Our workflow uses the Functional Normalization approach (Hansen, 2014), which exploits internal control probes designed to detect technical variations without assaying biological differences. It has been shown to perform favourably when compared to other approaches (Heiss, 2015; Liu, 2016).

Using the internal control probes avoids the problems associated with global normalization methods, where biological variation can be mistaken for a technical effect and removed. This is especially important in studies where groups are expected to have differential methylomes, such as multiple tissue studies (Min, 2018).

# Principal Components Selection

The default of selecting only two principal components is often too low for this type of data, so our screeplot() function allows visualisation of control probe eigenvalues to help select the optimal number. Often you will see a drop-off in proportion of variance explained after a certain number of principal components, and this can indicate an efficient cut-off.

par(mar=c(5,5,4,2), mgp=c(2.5,1,0), cex.main=1.5, font.main="1", fg="#6b6b6b", col.main="#4b4b4b")
pc <- screeplot(RGset)

This plot shows that only a small amount of variance is explained after the sixth principal component. For this reason, we choose to carry out normalization using 6 principal components.

# Functional Normalization

By default, functional normalization returns normalized copy number data making the returned GenomicRatioSet twice the size necessary when only beta-values or M-values are required.

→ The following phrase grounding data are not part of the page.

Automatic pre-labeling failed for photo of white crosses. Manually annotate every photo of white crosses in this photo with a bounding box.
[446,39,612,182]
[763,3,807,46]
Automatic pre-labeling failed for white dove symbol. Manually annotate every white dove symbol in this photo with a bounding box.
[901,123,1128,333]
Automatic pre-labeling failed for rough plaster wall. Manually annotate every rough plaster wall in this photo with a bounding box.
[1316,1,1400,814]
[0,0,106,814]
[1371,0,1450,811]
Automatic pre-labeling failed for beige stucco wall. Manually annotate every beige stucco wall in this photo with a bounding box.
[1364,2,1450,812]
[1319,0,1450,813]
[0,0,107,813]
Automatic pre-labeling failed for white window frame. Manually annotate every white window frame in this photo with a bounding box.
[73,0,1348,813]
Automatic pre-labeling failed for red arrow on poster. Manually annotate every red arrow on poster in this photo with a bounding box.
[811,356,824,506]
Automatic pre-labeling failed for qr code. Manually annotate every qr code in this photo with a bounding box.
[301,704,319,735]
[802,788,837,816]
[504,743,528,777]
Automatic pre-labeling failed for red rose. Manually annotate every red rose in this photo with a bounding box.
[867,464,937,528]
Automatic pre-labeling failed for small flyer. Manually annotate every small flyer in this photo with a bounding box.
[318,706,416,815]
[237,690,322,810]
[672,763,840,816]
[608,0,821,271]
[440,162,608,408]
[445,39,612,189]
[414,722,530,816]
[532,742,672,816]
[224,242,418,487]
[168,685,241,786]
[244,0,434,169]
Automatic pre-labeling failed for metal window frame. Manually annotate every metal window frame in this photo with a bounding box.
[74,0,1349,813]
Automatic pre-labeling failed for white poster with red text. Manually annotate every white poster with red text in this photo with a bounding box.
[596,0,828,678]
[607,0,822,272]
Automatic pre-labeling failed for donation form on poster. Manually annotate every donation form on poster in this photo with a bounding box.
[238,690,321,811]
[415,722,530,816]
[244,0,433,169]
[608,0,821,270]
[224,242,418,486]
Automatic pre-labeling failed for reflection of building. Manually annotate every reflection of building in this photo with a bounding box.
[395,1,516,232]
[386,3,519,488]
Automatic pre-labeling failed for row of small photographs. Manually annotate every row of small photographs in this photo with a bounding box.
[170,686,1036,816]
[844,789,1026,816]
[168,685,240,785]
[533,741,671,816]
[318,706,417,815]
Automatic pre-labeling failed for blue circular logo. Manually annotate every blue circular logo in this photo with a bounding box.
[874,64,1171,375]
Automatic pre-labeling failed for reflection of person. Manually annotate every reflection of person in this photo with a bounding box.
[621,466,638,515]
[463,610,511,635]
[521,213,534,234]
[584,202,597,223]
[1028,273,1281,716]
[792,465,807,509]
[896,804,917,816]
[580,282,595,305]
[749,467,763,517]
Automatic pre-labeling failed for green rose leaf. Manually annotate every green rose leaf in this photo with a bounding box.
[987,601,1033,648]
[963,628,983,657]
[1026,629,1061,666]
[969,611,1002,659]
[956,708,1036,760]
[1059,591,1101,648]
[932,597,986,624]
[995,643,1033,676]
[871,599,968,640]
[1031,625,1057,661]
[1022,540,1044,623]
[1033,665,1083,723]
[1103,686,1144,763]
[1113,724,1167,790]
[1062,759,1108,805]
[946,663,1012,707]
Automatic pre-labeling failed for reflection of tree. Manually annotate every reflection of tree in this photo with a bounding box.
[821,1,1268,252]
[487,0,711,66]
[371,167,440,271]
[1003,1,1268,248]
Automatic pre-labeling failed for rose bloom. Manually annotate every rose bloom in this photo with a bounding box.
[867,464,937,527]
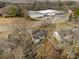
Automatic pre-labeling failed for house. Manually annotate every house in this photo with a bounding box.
[53,28,79,42]
[28,9,70,22]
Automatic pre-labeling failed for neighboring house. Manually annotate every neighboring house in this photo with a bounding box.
[28,9,70,22]
[53,28,79,42]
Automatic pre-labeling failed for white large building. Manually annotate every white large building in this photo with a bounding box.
[28,9,70,22]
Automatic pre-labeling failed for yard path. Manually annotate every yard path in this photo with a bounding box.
[0,18,44,37]
[0,18,41,31]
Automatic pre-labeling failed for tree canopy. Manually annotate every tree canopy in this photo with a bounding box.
[73,8,79,17]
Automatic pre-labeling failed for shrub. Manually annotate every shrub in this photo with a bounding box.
[73,8,79,17]
[4,5,18,17]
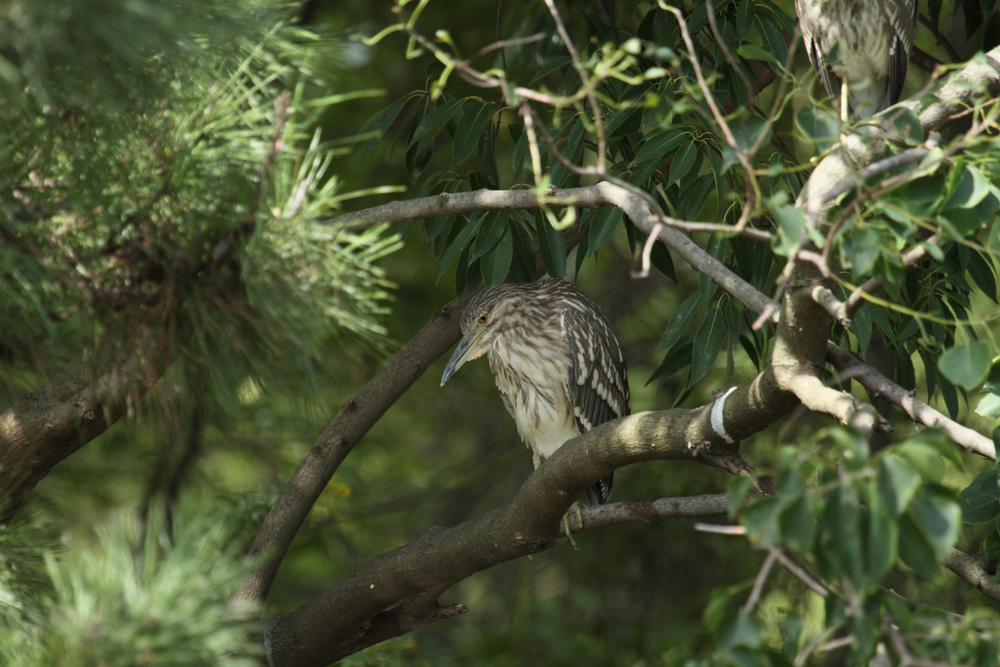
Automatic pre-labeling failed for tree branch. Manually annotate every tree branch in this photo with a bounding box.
[826,342,996,460]
[263,380,797,667]
[234,301,465,606]
[943,548,1000,603]
[0,340,169,519]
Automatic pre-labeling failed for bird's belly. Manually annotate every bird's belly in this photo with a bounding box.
[515,412,579,461]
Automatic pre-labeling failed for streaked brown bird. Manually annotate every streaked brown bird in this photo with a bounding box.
[440,278,630,508]
[796,0,918,118]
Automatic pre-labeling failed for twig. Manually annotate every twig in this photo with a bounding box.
[694,523,747,535]
[770,547,828,597]
[825,342,996,460]
[810,285,851,328]
[744,551,777,613]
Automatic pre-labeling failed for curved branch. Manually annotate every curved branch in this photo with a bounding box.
[325,493,731,660]
[234,301,465,605]
[263,379,797,667]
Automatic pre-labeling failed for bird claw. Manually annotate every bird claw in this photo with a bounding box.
[563,505,583,550]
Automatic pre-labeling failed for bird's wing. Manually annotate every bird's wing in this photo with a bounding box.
[884,0,917,109]
[795,0,842,104]
[560,298,630,505]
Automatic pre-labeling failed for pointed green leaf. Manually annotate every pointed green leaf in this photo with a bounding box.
[481,226,513,285]
[436,214,485,283]
[535,212,566,279]
[409,98,462,149]
[659,292,702,354]
[453,101,494,167]
[690,307,726,385]
[665,139,697,188]
[588,205,623,254]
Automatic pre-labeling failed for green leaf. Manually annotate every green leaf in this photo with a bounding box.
[408,97,462,149]
[436,214,484,283]
[876,455,920,517]
[676,172,714,220]
[452,101,494,167]
[853,301,872,358]
[529,55,572,85]
[549,116,586,188]
[535,212,566,279]
[842,228,881,275]
[891,108,924,146]
[359,95,409,162]
[471,211,509,260]
[946,164,990,210]
[754,14,787,66]
[658,292,702,354]
[508,217,536,282]
[958,471,1000,524]
[631,128,685,164]
[735,0,755,40]
[742,497,782,548]
[985,530,1000,559]
[938,341,990,390]
[967,249,998,303]
[911,496,961,561]
[898,513,938,579]
[481,226,513,286]
[780,496,815,553]
[796,108,840,148]
[588,205,623,254]
[478,121,499,189]
[772,205,804,257]
[700,234,725,306]
[865,504,898,584]
[735,43,777,64]
[665,139,698,188]
[975,392,1000,419]
[690,307,726,385]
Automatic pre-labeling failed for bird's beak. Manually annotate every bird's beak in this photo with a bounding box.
[440,326,485,386]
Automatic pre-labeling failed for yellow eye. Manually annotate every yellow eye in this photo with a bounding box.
[478,314,488,325]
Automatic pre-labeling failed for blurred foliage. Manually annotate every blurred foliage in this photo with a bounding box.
[4,0,1000,666]
[0,500,265,667]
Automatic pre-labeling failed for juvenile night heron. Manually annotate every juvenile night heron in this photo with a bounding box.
[440,278,630,509]
[795,0,917,118]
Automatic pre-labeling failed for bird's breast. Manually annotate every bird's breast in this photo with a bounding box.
[489,331,578,462]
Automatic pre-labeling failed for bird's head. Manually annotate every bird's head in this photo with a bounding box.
[440,284,524,386]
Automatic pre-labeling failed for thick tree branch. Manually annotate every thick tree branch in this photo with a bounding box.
[322,493,730,660]
[943,548,1000,603]
[826,342,996,460]
[0,341,168,519]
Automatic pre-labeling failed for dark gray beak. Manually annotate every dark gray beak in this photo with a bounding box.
[440,327,485,386]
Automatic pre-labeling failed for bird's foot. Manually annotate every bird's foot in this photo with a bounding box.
[563,505,583,550]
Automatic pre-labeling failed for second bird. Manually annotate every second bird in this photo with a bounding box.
[440,279,630,507]
[796,0,918,118]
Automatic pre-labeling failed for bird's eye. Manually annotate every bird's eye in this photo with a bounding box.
[478,314,488,324]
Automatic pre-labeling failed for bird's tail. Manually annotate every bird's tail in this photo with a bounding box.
[582,472,614,507]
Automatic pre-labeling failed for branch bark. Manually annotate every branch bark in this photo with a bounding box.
[0,341,169,519]
[826,342,995,460]
[943,548,1000,603]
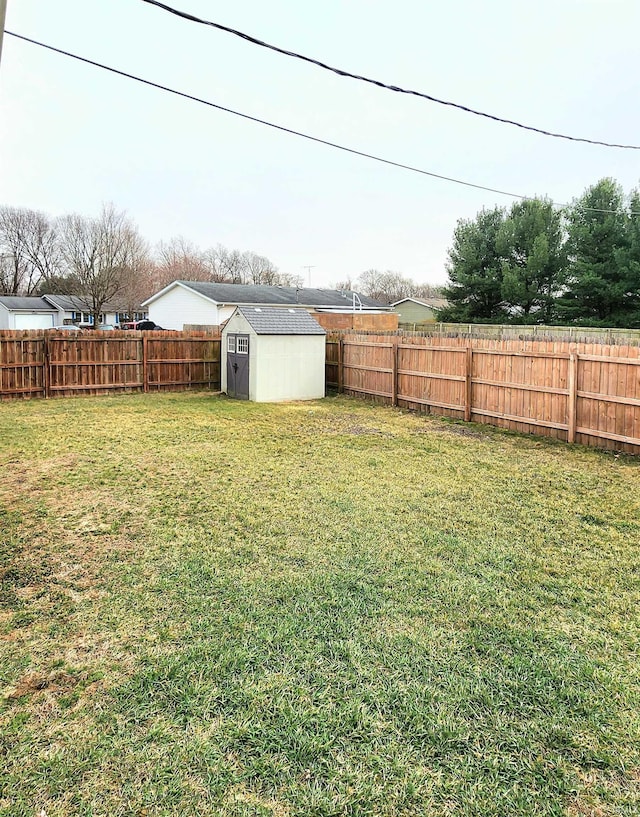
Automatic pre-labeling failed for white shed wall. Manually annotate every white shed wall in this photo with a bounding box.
[0,307,9,329]
[148,286,220,330]
[254,335,325,402]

Therefore, we developed preprocessFunnorm.DNAmArray(), which adds an option not to return these to the preprocessFunnorm() function from minfi (Feinberg, 2014).

GRset <- preprocessFunnorm.DNAmArray(RGset, nPCs=6, keepCN=FALSE)
## [preprocessFunnorm] Modified version not returning CN!
## [preprocessFunnorm] Background and dye bias correction with noob
## [preprocessFunnorm] Mapping to genome
## [preprocessFunnorm] Quantile extraction
## [preprocessFunnorm] Normalization
GRset
## class: GenomicRatioSet
## dim: 485512 138
## assays(1): Beta
## rownames(485512): cg13869341 cg14008030 ... cg08265308 cg14273923
## rowData names(0):
## colnames(138): GSM3092700_9985178096_R01C01
##   GSM3092701_9985178127_R03C02 ... GSM3093566_9020331152_R05C01
##   GSM3093567_9020331152_R06C01
## colData names(13): geo_accession cohort ... yMed predictedSex
## Annotation
##   array: IlluminaHumanMethylation450k
##   annotation: ilmn12.hg19
## Preprocessing
##   Method: NA
##   minfi version: NA
##   Manifest version: NA

This function returns beta-values calculated with an offset of 100, similar to specifying getBeta() with option type='Illumina'. If required, these can be transformed to M-values using minfi’s getM() which applies a logit2-transformation to the beta-values.

From inspecting the GenomicRatioSet object, you can see that there is one Beta assay, with methylation values for 485,512 CpG sites.